Wie enorm der Bedarf und der Hunger der Leserinnen im Land nach authentischer und ehrlicher Lektüre zu ihrem Land war, machte Sander an einem Beispiel deutlicher: jenem legendären 3. März 1990, als der frisch gegründete Forum Verlag auf dem Karl-Marx-Platz (heute wieder Augustusplatz) vom Lkw herab die frisch gedruckten Bände seines ersten Titels verkaufte: „Jetzt oder nie: Demokratie!“ Innerhalb von vier Stunden waren 6.500 Exemplare verkauft. Die Käuferschlange stand zeitweise bis zum Alten Rathaus.

Wäre das nicht ein Denkmal, das zu denken gäbe: nach authentischer Literatur hungrige Leser in einer Warteschlange?

Es gibt genug Gründe, an die Rolle von Büchern, Verlagen und Autoren in autoritären Gesellschaften zu erinnern. Aber die Bücherspur soll ja mehr zeigen – im Grunde die ganze Buchstadt, von der Bert Sander überzeugt ist, dass sie nicht nur der Vergangenheit angehört, sondern mit Dutzenden Verlagen und Institutionen noch heute die Stadt prägt – vom Haus des Buches über die Deutsche Nationalbibliothek bis zum Literaturinstitut.

Weshalb das Dezernat Kultur in seiner Stellungnahme auf eine digitale Karte verwies, die diese Buchstadt in gewisser Weise schon abbildet:

„Tatsächlich existiert bereits ein digitaler Stadtplan zur Buchstadt Leipzig, der die Dichte und die Verteilung der buchgewerblichen Betriebe sichtbar macht – dies exemplarisch zum Zeitpunkt einer beispiellosen ‚Blütezeit‘ des Buchgewerbes in Leipzig im Jahr 1913.

Dazu wurden vom Deutschen Buch- und Schriftmuseum der Deutschen Nationalbibliothek alle entsprechenden Betriebe in eine Datenbank übertragen und nach Gewerbetypen sortiert. Das Amt für Geoinformation und Bodenordnung der Stadt Leipzig recherchierte die heutigen Entsprechungen der historischen Adressen und ergänzte die Geokoordinaten.

Die Daten, die dem digitalen Stadtplan zugrunde liegen, sind frei verfügbar und können von allen Interessierten auch für eigene Projekte weiterverwendet werden.“

Schon das eine Karte, die mit ihrer Fülle von Einträgen regelrecht erschlägt.

Ein digitaler Audiowalk

„Weiterhin wurde bereits von der Universitätsbibliothek Leipzig die Website buchbewegt-leipzig.de initiiert, die die Literatur- und Buchakteure Leipzigs bündeln soll – das Projekt fand in den Jahren 2014 bis 2019 statt. Die Website wird gegenwärtig nicht mehr gepflegt.

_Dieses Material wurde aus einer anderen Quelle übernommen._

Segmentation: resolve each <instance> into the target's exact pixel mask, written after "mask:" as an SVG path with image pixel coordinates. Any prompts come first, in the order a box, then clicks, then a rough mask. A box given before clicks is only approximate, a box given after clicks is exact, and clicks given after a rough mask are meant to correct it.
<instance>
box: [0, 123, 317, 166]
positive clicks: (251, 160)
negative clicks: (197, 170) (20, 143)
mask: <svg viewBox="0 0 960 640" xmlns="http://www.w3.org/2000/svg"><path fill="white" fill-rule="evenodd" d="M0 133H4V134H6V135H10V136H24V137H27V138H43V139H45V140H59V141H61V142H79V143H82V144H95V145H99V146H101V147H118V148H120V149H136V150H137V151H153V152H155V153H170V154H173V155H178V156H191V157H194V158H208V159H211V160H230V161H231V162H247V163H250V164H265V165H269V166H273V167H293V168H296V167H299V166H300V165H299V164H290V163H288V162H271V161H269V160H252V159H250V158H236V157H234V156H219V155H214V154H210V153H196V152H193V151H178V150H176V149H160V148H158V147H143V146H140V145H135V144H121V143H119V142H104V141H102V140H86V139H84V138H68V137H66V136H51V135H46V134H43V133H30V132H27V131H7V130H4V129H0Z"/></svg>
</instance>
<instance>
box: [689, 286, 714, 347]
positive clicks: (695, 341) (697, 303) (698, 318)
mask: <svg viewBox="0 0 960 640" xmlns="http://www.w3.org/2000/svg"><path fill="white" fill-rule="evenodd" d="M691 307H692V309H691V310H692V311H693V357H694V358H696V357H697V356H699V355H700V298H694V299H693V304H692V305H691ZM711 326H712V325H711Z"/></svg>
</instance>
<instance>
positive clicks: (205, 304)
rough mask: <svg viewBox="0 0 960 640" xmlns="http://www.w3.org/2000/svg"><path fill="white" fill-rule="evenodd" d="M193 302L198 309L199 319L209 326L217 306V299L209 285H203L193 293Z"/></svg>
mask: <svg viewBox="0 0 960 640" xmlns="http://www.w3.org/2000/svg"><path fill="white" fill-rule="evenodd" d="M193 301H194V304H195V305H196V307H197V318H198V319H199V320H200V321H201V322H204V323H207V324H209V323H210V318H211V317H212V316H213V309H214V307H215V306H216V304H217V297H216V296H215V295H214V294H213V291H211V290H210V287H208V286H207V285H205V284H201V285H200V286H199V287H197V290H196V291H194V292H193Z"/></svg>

An diesem Beispiel wird deutlich, dass Websites immer mit der Frage der Aktualisierung des Contents einhergehen. Da dies kaum von der Stadtverwaltung nachgehalten werden kann, wird folgender Vorschlag entwickelt:

Die Stadtverwaltung schlägt eine digitale Umsetzung vor und prüft die Entwicklung eines ‘literarischen Audiowalks’ oder ‚Podcasts‘ unter Berücksichtigung bereits erfasster Datensätze (Geokoordinaten, Literatur- und Buchakteursdaten), der gezielt ein junges Publikum anspricht. Inhalt soll die Buch- und Literaturstadt Leipzig sein, die entlang von Stationen durch den öffentlichen Raum vorgestellt wird. Historische Wegmarken wären dabei ebenso wie junge Verlage oder Leseorte vertreten.“

Was ja durchaus funktionieren kann. Die digitale Welt entwickelt sich weiter. Und wenn man sich mit seinem Smartphone beim Spaziergang durch Leipzig einfach in die Buchstadt einklinkt, kann man an den heute existierenden Orten direkt eintauchen in die Geschichte.

Bert Sander jedenfalls fand den Vorschlag gut und auch die Verschiebung ins Jahr 2025 akzeptabel, denn die hat das Kulturdezernat auch begründet: „Für das Projekt soll zunächst ein Konzept beauftragt werden (Dezernat Kultur), das bereits bestehendes Material sichtet, erste Vorschläge zur Routenführung entwickelt und finanzielle Eckdaten festhält. Sollte sich das Projekt als umsetzbar erweisen, wird eine Realisierung innerhalb des Themenjahres ‚Buchstadt Leipzig‘ (Arbeitstitel) im Jahr 2025 vorgeschlagen und eine entsprechende Vorlage erarbeitet.“

Und so stellte Sander dann kurzerhand den Verwaltungsstandpunkt zur Abstimmung, der dann auch die volle Zustimmung der Ratsversammlung bekam.